Data Quality:

It is important to make sure the data you use is valid. An outlier data point can dramatically reduce the fit of a model, so it is critical that bad data points be moved. In the case of the Store24 data, we will assume that all managers have some experience, so remove any data points where the manager experience is zero.

Regression Analysis

First, you should run a full model for profit that includes both tenure and site location related variables. Tenure related variables are MTenure and CTenure. Site location related variables are population, number of competitors, street level visibility, pedestrian access, type of neighborhood, and whether a store stays open 24 hours. These variables are also defined on page 4 of the case Store24 (A).

First you should determine if all variables contribute to our understanding of the model. Use the p-value for each coefficient to decide (a value of 0.05 is typically used to decide whether a variable should be included). If any variables are not significant, copy the worksheet, remove the variable and run the regression again. In your report you should explain how well the model fits (e.g. describes the factors that impact profit).

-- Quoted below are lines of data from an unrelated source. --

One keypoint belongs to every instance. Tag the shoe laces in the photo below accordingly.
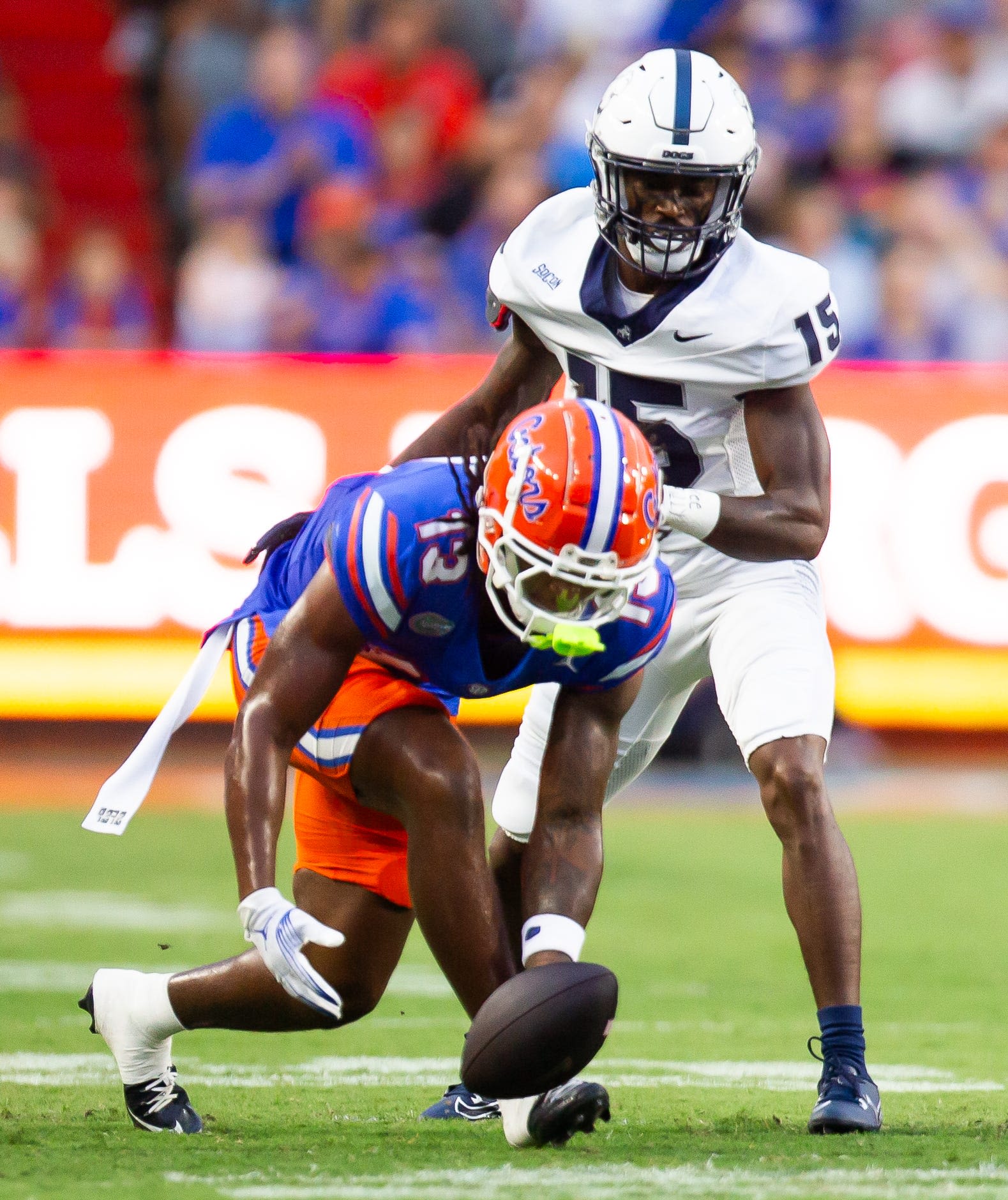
(162, 1090)
(837, 1073)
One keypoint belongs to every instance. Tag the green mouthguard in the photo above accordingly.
(569, 641)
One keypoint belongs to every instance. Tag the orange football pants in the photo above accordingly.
(335, 836)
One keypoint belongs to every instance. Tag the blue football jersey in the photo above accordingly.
(402, 552)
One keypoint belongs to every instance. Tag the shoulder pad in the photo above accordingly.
(497, 312)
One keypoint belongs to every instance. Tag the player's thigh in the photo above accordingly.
(375, 930)
(771, 658)
(413, 763)
(665, 688)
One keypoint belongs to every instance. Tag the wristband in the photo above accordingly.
(689, 510)
(550, 931)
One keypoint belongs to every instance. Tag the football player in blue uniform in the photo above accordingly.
(401, 593)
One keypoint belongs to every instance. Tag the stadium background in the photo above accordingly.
(244, 248)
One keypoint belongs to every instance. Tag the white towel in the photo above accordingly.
(125, 791)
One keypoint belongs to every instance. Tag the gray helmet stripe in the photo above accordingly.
(681, 123)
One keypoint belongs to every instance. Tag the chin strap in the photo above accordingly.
(568, 640)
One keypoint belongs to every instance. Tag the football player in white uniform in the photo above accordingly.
(646, 293)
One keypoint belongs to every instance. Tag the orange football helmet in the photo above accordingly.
(568, 515)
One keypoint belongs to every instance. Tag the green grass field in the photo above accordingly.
(707, 1065)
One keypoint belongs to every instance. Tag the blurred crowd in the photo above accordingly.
(335, 176)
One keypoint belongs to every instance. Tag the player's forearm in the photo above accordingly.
(255, 792)
(769, 529)
(562, 866)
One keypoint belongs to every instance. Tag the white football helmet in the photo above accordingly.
(677, 113)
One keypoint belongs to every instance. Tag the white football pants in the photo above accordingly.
(760, 631)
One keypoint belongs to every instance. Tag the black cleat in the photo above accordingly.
(459, 1103)
(161, 1106)
(848, 1102)
(88, 1003)
(563, 1111)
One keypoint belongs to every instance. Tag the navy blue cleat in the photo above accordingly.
(459, 1103)
(158, 1104)
(161, 1106)
(848, 1102)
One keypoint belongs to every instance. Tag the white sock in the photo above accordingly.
(514, 1115)
(133, 1014)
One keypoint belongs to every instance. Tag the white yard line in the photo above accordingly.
(373, 1070)
(42, 975)
(617, 1182)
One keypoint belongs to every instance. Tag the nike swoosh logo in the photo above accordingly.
(474, 1111)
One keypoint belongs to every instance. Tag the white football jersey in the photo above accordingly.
(761, 319)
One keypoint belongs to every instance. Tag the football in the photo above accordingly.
(539, 1030)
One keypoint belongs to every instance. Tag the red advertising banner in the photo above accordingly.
(132, 485)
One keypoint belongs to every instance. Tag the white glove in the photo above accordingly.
(279, 930)
(689, 510)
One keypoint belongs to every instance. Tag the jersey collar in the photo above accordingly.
(598, 300)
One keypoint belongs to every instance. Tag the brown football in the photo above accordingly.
(539, 1030)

It is not commonly understood how to evaluate the “impact” of the independent variables. The variables have to have a p-value that is significant (otherwise we can’t say there is a relationship), but how small the p-value is does not tell us how important the variable is. A good way to understand the impact of the variable is to find the range of values it can take, and then multiply that range by the value of the coefficient. That tells you the maximum impact that the variable can have on the problem.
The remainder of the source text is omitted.